Vielfalt statt Einfalt

Der erste Raiffeisen-Bundeskongress „Diversität & Co-Kreation“ hat sich zum Ziel gesetzt, das Bewusstsein für dieses Thema zu schärfen und Umsetzungsideen zu liefern.

Gemischte Teams erzielen bessere Ergebnisse als homogene, dennoch gibt es beim Thema Diversität in Unternehmen noch Aufholbedarf. (c) Raiffeisen Campus/Joseph Krpelan

Diversität steht für Vielfalt, für Vielfältigkeit. Es geht darum, jeden Menschen, genau so wie er ist, Anerkennung und Wertschätzung zu zeigen. Auch wenn Raiffeisen seit Jahren für Vielfalt steht und Zusammenarbeit als Garant für Erfolg und Risikodiversifizierung nutzt, so gibt es doch Aspekte der Diversität, die noch nicht ausreichend adressiert werden, so die beiden Moderatoren Martina Weissenbök und Josef Buchleitner vom Raiffeisen Campus in ihrer Einleitung.

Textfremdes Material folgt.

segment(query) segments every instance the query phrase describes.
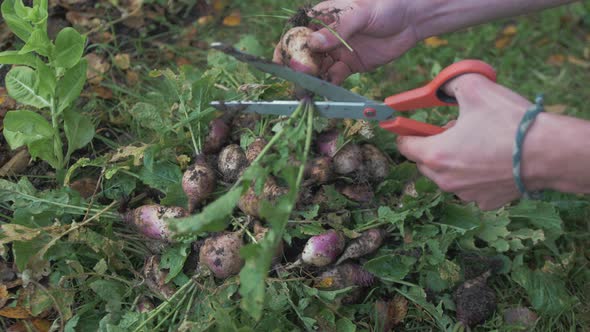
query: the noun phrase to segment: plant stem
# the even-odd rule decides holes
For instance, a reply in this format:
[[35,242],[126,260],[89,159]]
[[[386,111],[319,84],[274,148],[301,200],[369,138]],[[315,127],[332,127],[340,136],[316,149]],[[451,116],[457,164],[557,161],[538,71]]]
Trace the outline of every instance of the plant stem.
[[305,99],[303,101],[307,113],[307,133],[305,136],[305,147],[303,148],[303,158],[301,159],[301,166],[299,167],[299,174],[297,174],[297,181],[295,182],[295,191],[299,191],[299,186],[303,180],[303,173],[305,171],[305,164],[307,163],[307,156],[311,147],[311,139],[313,136],[313,113],[314,105],[311,100]]
[[[201,107],[199,106],[199,111],[200,111],[200,108]],[[186,117],[187,122],[188,122],[188,113],[186,111],[186,104],[184,103],[184,99],[182,97],[180,97],[180,109],[184,113],[184,116]],[[191,124],[189,122],[189,123],[187,123],[187,127],[188,127],[189,132],[191,133],[191,141],[193,142],[193,148],[195,149],[195,156],[198,156],[199,154],[201,154],[201,149],[199,149],[199,144],[197,144],[197,140],[195,138],[195,132],[193,131],[193,126],[191,126]]]
[[[62,170],[65,167],[63,142],[59,134],[59,119],[55,107],[55,99],[51,98],[49,110],[51,111],[51,125],[53,126],[53,153],[57,158],[57,169]],[[69,157],[69,156],[68,156]]]

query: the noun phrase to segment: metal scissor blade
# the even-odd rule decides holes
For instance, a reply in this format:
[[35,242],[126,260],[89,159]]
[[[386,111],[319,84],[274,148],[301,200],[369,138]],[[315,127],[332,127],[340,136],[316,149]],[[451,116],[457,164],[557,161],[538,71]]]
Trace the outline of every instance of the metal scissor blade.
[[[252,112],[258,114],[286,115],[289,116],[299,106],[299,101],[214,101],[211,106],[221,111]],[[383,121],[389,119],[394,110],[385,104],[371,105],[375,110],[374,115],[367,116],[363,110],[365,102],[333,102],[318,101],[314,103],[316,111],[326,118],[338,119],[365,119]]]
[[317,95],[324,96],[330,100],[373,102],[370,99],[357,95],[354,92],[321,80],[317,77],[295,71],[289,67],[278,65],[254,55],[240,52],[230,45],[223,43],[213,43],[211,44],[211,47],[222,51],[225,54],[231,55],[239,61],[246,62],[257,69],[262,70],[263,72],[273,74],[287,81],[291,81],[306,90],[309,90]]

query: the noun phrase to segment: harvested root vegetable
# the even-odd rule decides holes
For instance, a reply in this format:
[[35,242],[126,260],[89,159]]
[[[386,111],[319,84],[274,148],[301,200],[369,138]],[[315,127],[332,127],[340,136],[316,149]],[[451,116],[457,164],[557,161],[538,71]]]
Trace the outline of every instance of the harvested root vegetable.
[[305,167],[306,185],[322,184],[332,178],[332,158],[318,157],[311,160]]
[[402,295],[396,294],[390,301],[375,301],[375,313],[375,325],[377,326],[375,331],[389,332],[406,318],[408,300]]
[[371,186],[365,183],[347,184],[339,188],[339,191],[342,195],[355,202],[367,203],[375,197]]
[[360,265],[346,263],[324,271],[317,279],[315,286],[328,290],[358,286],[341,299],[341,303],[358,302],[362,295],[362,288],[375,283],[375,276],[364,270]]
[[229,138],[229,127],[222,119],[213,119],[209,122],[209,133],[203,144],[203,152],[207,154],[217,153]]
[[349,174],[361,167],[363,153],[356,144],[346,144],[334,156],[334,171],[338,174]]
[[235,182],[242,170],[248,166],[244,150],[237,144],[230,144],[223,148],[217,159],[217,169],[228,182]]
[[182,189],[188,197],[188,211],[192,213],[213,190],[216,183],[215,171],[203,156],[198,156],[195,163],[189,166],[182,176]]
[[152,310],[154,310],[156,307],[154,306],[154,304],[152,303],[152,301],[150,301],[150,299],[148,299],[147,297],[141,297],[139,299],[139,301],[137,301],[137,312],[139,313],[146,313],[146,312],[150,312]]
[[168,272],[160,269],[160,257],[150,256],[143,266],[143,277],[150,290],[169,299],[174,292],[174,286],[165,282]]
[[[529,308],[518,307],[504,310],[504,322],[522,330],[531,331],[539,316]],[[519,330],[521,331],[521,330]]]
[[381,247],[386,235],[385,230],[380,228],[373,228],[363,232],[361,236],[350,241],[346,249],[344,249],[342,256],[336,261],[336,265],[349,258],[359,258],[374,252]]
[[488,319],[496,310],[496,294],[487,285],[490,271],[481,276],[465,281],[455,290],[457,320],[472,327]]
[[[256,241],[262,241],[262,239],[264,239],[264,237],[266,236],[266,233],[268,233],[268,228],[263,227],[258,222],[254,224],[254,238],[256,239]],[[284,251],[285,244],[283,240],[281,240],[279,242],[279,245],[277,246],[277,249],[275,250],[275,255],[272,258],[272,264],[277,264],[281,261],[281,259],[283,258]]]
[[216,278],[225,279],[238,274],[244,265],[240,248],[242,233],[222,233],[205,240],[199,250],[199,264],[207,267]]
[[234,142],[240,141],[240,136],[247,131],[256,131],[256,124],[260,121],[260,114],[241,112],[231,121],[230,138]]
[[140,206],[123,216],[123,219],[133,224],[139,232],[156,240],[168,240],[170,230],[166,219],[188,216],[185,209],[178,206],[162,206],[158,204]]
[[318,135],[316,144],[321,155],[334,157],[338,151],[338,132],[336,130],[324,131]]
[[286,194],[287,191],[287,188],[277,185],[274,178],[269,176],[266,178],[261,195],[256,194],[255,186],[252,184],[248,191],[240,197],[238,208],[249,216],[260,218],[260,203],[263,200],[272,202],[279,196]]
[[264,138],[258,137],[254,140],[254,142],[248,145],[248,149],[246,149],[246,159],[248,159],[249,163],[252,163],[254,159],[258,157],[266,144],[268,144],[268,142]]
[[[326,266],[333,263],[340,256],[345,244],[344,236],[333,229],[312,236],[307,240],[303,248],[300,261],[318,267]],[[294,265],[297,264],[297,262],[294,263]]]
[[280,42],[283,63],[296,71],[317,76],[322,64],[321,55],[312,52],[307,39],[313,32],[308,27],[295,27],[287,31]]
[[383,180],[389,174],[390,164],[387,156],[372,144],[362,146],[363,161],[369,174],[369,179]]

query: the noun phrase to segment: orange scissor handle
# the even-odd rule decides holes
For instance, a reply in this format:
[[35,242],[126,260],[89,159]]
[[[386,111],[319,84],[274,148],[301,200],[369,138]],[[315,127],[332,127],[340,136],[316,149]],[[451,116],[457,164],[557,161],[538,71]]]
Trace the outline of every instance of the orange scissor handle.
[[[480,60],[462,60],[443,69],[436,77],[423,87],[402,92],[385,99],[385,104],[396,111],[410,111],[418,108],[457,105],[457,100],[441,89],[457,76],[475,73],[496,81],[496,71],[489,64]],[[420,121],[397,117],[379,124],[383,129],[398,135],[431,136],[442,133],[445,129]]]

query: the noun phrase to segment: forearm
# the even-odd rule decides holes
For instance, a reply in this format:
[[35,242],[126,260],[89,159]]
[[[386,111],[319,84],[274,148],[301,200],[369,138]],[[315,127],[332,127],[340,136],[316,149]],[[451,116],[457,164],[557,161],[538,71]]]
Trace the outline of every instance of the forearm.
[[542,113],[523,149],[525,184],[531,190],[590,193],[590,121]]
[[572,2],[575,0],[415,0],[410,6],[416,37],[421,40]]

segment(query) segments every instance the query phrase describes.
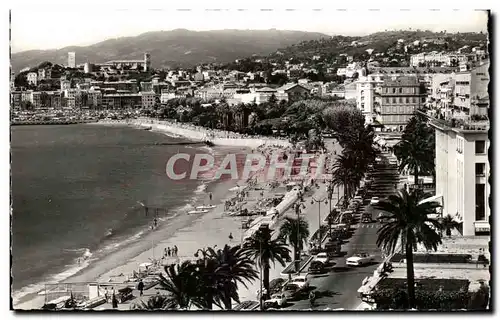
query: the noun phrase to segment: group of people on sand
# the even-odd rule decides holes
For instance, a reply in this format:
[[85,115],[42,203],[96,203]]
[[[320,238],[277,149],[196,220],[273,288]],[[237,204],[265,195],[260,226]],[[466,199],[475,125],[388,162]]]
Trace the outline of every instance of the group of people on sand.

Daher umfasse der Kongress alle Dimensionen von Diversität und wolle Bausteine liefern, um im Führungsteam, bei den Mitarbeitenden, der Eigentümervertretung und bei den Kundinnen und Kunden „einen echten Unterschied zu machen“. 

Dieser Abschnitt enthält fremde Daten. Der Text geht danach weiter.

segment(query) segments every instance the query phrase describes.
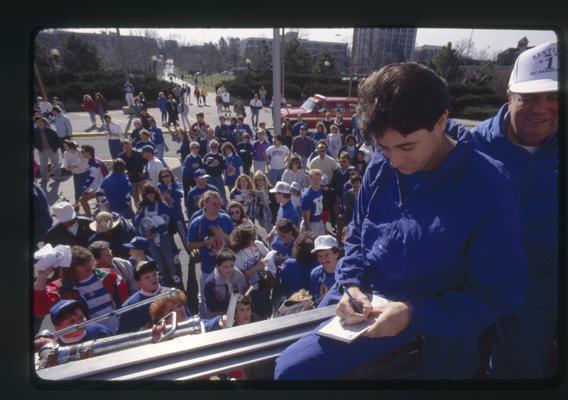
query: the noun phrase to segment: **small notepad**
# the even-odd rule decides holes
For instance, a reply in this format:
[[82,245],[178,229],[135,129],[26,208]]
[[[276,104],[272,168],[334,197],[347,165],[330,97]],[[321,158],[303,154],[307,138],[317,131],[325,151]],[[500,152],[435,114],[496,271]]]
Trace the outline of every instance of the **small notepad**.
[[[388,303],[389,300],[382,296],[373,295],[371,304],[376,307],[380,304]],[[327,325],[322,327],[316,333],[321,336],[326,336],[331,339],[341,340],[342,342],[351,343],[359,336],[369,329],[371,325],[376,321],[376,318],[369,318],[366,321],[360,322],[354,325],[344,325],[341,323],[341,319],[335,316]]]

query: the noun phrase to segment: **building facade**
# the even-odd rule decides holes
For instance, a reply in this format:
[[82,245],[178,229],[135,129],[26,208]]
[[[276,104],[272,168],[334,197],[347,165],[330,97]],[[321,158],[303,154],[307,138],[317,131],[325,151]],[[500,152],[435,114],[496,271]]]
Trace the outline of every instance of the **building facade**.
[[436,57],[444,46],[432,46],[425,44],[423,46],[417,46],[414,48],[413,61],[420,64],[428,64],[430,61]]
[[355,28],[354,73],[368,75],[394,62],[411,61],[416,28]]

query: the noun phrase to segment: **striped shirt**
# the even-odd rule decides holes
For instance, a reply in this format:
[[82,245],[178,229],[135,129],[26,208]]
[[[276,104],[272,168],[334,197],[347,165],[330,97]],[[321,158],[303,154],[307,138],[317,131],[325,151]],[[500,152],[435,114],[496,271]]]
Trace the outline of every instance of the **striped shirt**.
[[[120,282],[117,275],[117,283]],[[103,280],[99,279],[95,274],[89,278],[79,281],[75,284],[75,290],[79,292],[81,297],[87,304],[89,310],[89,319],[100,317],[108,314],[115,309],[111,294],[103,286]],[[100,321],[114,334],[118,328],[118,318],[111,317]]]

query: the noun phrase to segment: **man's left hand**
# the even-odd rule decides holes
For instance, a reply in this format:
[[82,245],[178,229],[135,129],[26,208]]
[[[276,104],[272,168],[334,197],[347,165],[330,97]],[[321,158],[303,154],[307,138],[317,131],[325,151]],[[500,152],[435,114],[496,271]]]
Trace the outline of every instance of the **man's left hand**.
[[410,323],[410,308],[405,303],[393,301],[374,307],[372,317],[377,317],[377,320],[363,336],[370,338],[396,336]]

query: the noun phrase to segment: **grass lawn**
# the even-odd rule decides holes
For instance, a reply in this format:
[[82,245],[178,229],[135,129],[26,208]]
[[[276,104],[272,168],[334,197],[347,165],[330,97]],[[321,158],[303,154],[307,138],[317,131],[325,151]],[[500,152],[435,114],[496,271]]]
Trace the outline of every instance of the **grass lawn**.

In der Arbeitswelt meint Diversität die Unterschiede und Gemeinsamkeiten innerhalb einer Belegschaft. Mitarbeitende besitzen individuelle Persönlichkeitsmerkmale. Alter und Geschlecht sind jene zwei, die in diesem Zusammenhang am häufigsten genannt werden. Oder auch die ethnische Herkunft. Aber es geht auch um Religion und Weltanschauung, sexuelle Orientierung sowie eine eventuelle Behinderung. Dazu kommen weitere, äußere Dimensionen wie zum Beispiel Familienstand, Berufserfahrung oder Freizeitinteressen. Wenn es gelingt, diese Vielfalt in der Belegschaft wertzuschätzen und zu fördern, wird das auch den wirtschaftlichen Erfolg vergrößern, die Zusammenarbeit verbessern und die Innovationskraft steigern – das belegen bereits zahlreiche Studien.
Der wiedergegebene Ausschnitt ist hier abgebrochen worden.